In the following reaction

2 VO43- + 3 Zn + 16 H+→ 2 V2+ + 3 Zn2+ + 8 H2O

the initial rate of disappearance of VO43- was found to be 0.56 M/s. What is the initial rate of appearance of Zn2+?

-0.56 M/s

0.37 M/s

0.56 M/s

0.84 M/s

1.12 M/s

0.84 M/s

correct it is 0.84

goodluck cuz i had to trust this answer and it was right.
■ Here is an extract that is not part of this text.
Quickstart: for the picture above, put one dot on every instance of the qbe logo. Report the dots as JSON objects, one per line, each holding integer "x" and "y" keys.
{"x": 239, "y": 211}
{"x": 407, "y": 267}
To find the initial rate of appearance of Zn2+, we'll use the coefficients from the balanced chemical equation you provided:

2 VO43- + 3 Zn + 16 H+ → 2 V2+ + 3 Zn2+ + 8 H2O

The stoichiometry tells us that the ratio of the rate of disappearance of VO43- to the rate of appearance of Zn2+ is 2:3. Therefore, we can set up the following proportion:

(0.56 M/s) / (x M/s) = 2 / 3

To solve for x, the initial rate of appearance of Zn2+, we can cross multiply and solve for x:

(0.56 M/s) * (3 / 2) = x

x = 0.56 M/s * 3 / 2

x = 0.84 M/s

Therefore, the initial rate of appearance of Zn2+ is 0.84 M/s.